Kommentare zu Trierer Studenten tragen Bildung zu Grabe

 

lauralauraam 17.11.08via Trierischer Volksfreund


ich finds wirklich traurig. bildung sollte für jeden möglich und gewährleistet sein. ich selbst gehöre nicht zu den studenten die bei einer einführung von studiengebühren und ncs nicht studieren könnten. aber ich kenne viele gute und fleißige studenten die in einem solchen falle ihr studium abbrechen müssten oder gar nicht erst begonnen hätten. eine meiner freundinnen ist die erste in ihrer familie die abitur gemacht und jetzt ihr studium begonnen hat. ihre eltern könnten sich die finanzierung der studiengebühren nicht leisten und können sie schon jetzt nicht unterstützen. soll dieses mädchen nicht die chance dazu haben zu studieren? sollen nur die kinder von hochausgebildeten und gutbezahlten eltern studieren dürfen?
ja, das leben ist kein ponyhof. dann müssen wir uns wohl damit abfinden, die klappe halten und einfach alles schlucken was uns vorgesetzt wird bis wir in ein paar jahren vor einem berg von problemen stehen denen wir nicht mehr herr werden können.
die strukturellen probleme zeigen sich übrigens nicht nur in den universitäten sondern auch in den schulen. wir haben ein allgemeines problem was die prioritätensetzung in diesem land betrifft.

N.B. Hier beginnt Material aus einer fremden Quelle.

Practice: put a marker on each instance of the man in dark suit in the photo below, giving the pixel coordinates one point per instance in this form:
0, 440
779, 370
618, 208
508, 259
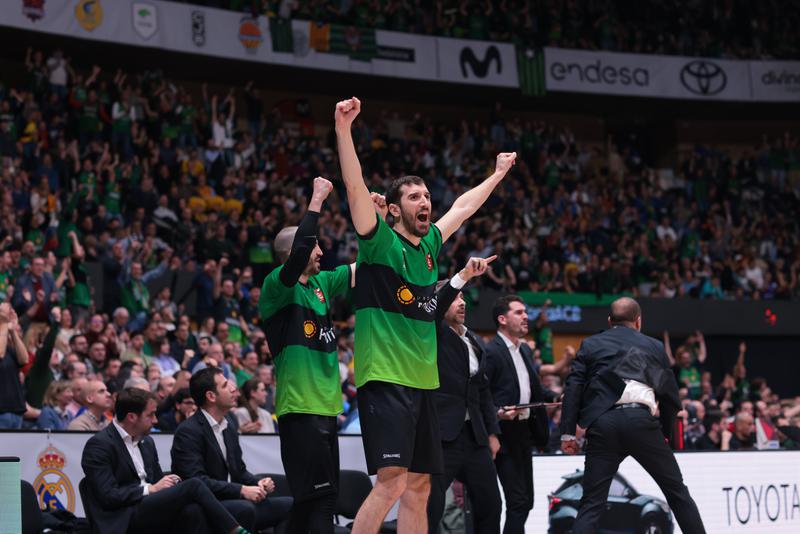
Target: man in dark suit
129, 493
467, 418
206, 447
620, 383
514, 381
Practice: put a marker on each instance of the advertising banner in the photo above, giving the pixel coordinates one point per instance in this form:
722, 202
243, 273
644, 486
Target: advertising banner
477, 62
735, 491
646, 75
775, 81
240, 36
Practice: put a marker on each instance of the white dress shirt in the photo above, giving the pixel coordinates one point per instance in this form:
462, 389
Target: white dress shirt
218, 429
136, 456
641, 393
457, 282
523, 377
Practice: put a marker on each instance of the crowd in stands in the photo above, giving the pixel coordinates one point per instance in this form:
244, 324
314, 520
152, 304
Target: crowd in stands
730, 29
144, 179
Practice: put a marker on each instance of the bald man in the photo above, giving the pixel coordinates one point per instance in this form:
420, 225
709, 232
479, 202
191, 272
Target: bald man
97, 401
622, 391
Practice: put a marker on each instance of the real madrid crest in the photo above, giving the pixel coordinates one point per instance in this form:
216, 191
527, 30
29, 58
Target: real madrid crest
52, 486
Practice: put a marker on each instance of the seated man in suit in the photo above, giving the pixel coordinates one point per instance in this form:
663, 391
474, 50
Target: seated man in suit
514, 381
467, 417
129, 493
206, 447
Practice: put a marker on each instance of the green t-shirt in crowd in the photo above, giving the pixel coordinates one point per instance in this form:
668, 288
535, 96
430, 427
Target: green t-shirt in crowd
300, 334
690, 377
395, 337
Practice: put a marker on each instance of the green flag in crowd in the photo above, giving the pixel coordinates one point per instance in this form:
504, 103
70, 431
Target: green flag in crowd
280, 30
530, 67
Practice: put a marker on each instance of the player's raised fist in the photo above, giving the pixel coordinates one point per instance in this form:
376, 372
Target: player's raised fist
505, 160
347, 111
322, 187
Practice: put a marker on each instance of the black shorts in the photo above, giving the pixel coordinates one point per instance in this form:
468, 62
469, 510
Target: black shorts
310, 454
399, 427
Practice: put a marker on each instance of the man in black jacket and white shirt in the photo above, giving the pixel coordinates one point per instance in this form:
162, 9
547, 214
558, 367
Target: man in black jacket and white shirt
515, 381
467, 418
623, 392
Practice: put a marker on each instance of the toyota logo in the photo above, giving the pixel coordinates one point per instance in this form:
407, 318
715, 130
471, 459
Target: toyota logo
703, 78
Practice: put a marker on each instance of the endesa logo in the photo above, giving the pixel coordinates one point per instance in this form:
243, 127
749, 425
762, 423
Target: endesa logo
596, 72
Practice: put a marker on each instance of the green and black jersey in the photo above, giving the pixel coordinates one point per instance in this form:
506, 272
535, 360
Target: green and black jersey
395, 338
301, 338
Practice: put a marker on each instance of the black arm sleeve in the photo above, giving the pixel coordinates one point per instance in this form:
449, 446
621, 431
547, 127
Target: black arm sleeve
304, 241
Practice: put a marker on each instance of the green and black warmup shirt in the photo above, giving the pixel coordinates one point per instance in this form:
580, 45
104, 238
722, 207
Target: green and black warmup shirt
395, 339
297, 323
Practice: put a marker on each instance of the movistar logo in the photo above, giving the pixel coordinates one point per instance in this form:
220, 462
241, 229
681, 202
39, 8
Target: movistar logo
480, 68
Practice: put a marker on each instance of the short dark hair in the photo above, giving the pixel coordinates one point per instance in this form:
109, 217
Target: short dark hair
502, 305
181, 395
250, 387
132, 400
202, 382
393, 193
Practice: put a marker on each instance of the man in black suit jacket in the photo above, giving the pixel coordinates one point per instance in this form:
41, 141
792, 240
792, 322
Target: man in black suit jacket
467, 417
127, 492
206, 447
620, 380
514, 381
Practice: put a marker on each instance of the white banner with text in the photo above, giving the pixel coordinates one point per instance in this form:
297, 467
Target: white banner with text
746, 492
647, 75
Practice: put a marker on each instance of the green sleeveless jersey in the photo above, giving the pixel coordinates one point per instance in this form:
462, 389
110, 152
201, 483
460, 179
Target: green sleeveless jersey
395, 337
301, 338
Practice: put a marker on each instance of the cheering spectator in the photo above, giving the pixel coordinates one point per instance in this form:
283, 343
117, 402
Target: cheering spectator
13, 356
97, 401
54, 415
183, 407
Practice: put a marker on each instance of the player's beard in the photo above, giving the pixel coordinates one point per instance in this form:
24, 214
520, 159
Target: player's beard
413, 225
313, 267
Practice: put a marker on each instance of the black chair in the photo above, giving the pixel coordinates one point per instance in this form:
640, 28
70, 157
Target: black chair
31, 513
354, 487
88, 502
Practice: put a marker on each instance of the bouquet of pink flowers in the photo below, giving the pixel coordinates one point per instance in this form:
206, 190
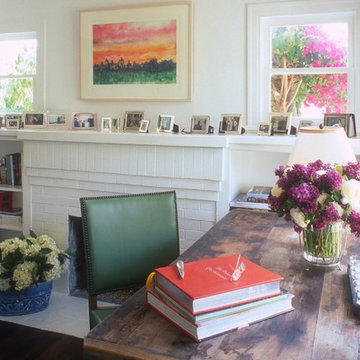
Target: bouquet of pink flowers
317, 195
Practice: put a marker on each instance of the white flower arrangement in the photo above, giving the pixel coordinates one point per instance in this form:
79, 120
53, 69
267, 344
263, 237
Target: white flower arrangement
29, 261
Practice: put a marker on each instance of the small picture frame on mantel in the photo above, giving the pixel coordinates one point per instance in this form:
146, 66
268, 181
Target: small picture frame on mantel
264, 129
84, 121
34, 120
165, 123
144, 126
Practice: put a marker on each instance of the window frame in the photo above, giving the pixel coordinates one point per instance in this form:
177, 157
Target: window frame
261, 17
37, 31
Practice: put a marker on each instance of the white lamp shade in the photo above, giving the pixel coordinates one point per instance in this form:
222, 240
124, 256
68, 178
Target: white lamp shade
329, 144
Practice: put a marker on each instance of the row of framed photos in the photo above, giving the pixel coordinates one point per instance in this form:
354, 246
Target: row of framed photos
280, 123
134, 121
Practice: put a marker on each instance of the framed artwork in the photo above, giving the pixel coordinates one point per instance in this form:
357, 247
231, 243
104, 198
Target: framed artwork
106, 124
144, 126
264, 129
132, 120
165, 123
137, 53
280, 122
305, 123
345, 120
34, 119
231, 123
115, 124
83, 121
200, 124
13, 121
56, 119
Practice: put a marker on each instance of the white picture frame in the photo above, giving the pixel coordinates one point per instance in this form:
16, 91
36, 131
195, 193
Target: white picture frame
165, 123
34, 120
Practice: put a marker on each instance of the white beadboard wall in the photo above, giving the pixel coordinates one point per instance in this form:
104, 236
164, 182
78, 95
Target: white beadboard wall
57, 173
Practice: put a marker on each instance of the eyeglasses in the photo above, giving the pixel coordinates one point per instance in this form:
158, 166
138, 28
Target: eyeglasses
239, 269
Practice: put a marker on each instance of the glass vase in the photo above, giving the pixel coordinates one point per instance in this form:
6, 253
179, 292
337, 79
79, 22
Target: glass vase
323, 247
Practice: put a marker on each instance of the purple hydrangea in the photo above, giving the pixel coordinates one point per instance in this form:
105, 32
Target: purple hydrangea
354, 222
303, 186
329, 181
327, 215
352, 170
306, 196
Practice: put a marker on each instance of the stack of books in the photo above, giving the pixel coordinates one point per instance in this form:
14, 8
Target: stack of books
217, 295
10, 169
254, 198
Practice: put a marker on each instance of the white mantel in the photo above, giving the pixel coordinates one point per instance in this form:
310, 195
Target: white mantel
206, 171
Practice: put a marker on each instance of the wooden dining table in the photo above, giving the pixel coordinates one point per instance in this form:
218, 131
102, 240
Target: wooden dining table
322, 326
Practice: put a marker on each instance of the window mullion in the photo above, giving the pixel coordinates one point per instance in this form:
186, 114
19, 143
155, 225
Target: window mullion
310, 71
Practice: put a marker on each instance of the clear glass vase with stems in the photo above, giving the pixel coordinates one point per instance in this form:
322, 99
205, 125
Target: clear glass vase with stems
324, 247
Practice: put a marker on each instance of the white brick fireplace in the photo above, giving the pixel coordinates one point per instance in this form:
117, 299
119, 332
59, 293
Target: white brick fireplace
62, 166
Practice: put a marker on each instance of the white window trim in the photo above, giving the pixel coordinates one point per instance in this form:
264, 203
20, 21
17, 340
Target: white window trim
19, 29
258, 49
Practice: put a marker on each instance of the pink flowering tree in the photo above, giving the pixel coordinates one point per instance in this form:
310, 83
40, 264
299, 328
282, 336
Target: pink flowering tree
295, 47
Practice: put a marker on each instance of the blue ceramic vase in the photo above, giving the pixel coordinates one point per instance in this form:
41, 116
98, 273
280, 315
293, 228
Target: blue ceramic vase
33, 299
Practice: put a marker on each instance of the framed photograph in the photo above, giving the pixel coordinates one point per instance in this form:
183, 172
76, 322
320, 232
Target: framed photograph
34, 120
13, 124
346, 120
137, 53
305, 123
264, 129
83, 121
144, 126
106, 124
132, 120
231, 123
115, 124
56, 119
200, 124
280, 122
165, 123
13, 121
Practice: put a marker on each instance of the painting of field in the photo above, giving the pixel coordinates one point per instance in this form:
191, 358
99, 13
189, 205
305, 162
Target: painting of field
142, 52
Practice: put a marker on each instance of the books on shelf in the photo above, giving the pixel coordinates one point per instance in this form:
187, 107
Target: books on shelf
208, 284
10, 173
215, 325
242, 202
258, 194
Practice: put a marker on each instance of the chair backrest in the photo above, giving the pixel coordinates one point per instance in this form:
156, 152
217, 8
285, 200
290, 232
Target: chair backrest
126, 237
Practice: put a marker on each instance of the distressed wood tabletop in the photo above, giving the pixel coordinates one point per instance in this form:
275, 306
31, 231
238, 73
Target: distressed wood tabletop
322, 326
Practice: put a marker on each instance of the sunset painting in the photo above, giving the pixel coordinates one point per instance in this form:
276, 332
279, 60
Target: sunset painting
134, 53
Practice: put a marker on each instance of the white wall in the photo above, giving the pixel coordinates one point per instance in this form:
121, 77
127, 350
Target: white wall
218, 58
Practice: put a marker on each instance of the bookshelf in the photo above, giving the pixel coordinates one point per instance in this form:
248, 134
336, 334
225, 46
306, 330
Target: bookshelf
9, 145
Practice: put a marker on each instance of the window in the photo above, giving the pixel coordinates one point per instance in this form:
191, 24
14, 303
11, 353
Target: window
18, 64
301, 63
308, 74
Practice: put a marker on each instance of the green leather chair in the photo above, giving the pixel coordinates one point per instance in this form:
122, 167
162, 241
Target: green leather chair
125, 238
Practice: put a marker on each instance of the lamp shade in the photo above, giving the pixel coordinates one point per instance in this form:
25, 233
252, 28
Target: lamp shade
329, 144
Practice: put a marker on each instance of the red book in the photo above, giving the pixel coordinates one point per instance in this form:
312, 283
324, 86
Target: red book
209, 285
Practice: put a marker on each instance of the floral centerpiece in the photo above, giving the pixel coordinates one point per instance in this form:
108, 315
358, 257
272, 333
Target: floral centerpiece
319, 199
30, 261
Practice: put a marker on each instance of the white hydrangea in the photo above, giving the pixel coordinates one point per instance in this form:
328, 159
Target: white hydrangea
24, 271
11, 245
24, 275
276, 191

AlexAlexam 16.11.08via Trierischer Volksfreund


Die schlechten Studienbedingungen sind eine Konsequenz der falschen Prioritätensetzung. Der Wert von Bildung wird immer noch verkannt.
Dass die notwendigen Maßnahmen auch ganz schön kosten, ist uns bewusst. Bildung ist teuer - schlechte Bildung aber kommt uns letztendlich noch viel teurer zu stehen.
Zum Thema Hochschulfinanzierung empfehle ich folgende Lektüre:
- "Für einen Paradigmenwechsel in der Hochschulfinanzierung" (www.fzs.de/aktuelles/positionen/137759. html)
- "Hochschulfinanzierung als staatliche Aufgabe" (www.fzs.de/aktuelles/positionen/835.htm l)
- "7 Thesen für eine fortschrittliche Bildungspolitik" (www.fzs.de/aktuelles/papiere/1084.html)
- "Argumente gegen Studiengebühren. Eine Widerlegung von Behauptungen." (www.abs-bund.de/_blobs/1836/broschuere_ 2.pdf)

Zudem weise ich darauf hin, dass sich ein neuer "Arbeitskreis Hochschulfinanzierung und -struktur" gegründet hat. Kontakt über das AStA-Referat für Hochschulpolitik (astahopo@uni-trier.de).

AlexAlexam 16.11.08via Trierischer Volksfreund


Dummes Geschwätz, aus dem man vielleicht einen gewissen Anflug von Neid heraushören kann. Hier wird mal wieder ein Feindbild "fauler Student" aufgebaut, das in Wirklichkeit nur auf eine verschwindend geringe Minderheit der Studierendenschaft zutrifft.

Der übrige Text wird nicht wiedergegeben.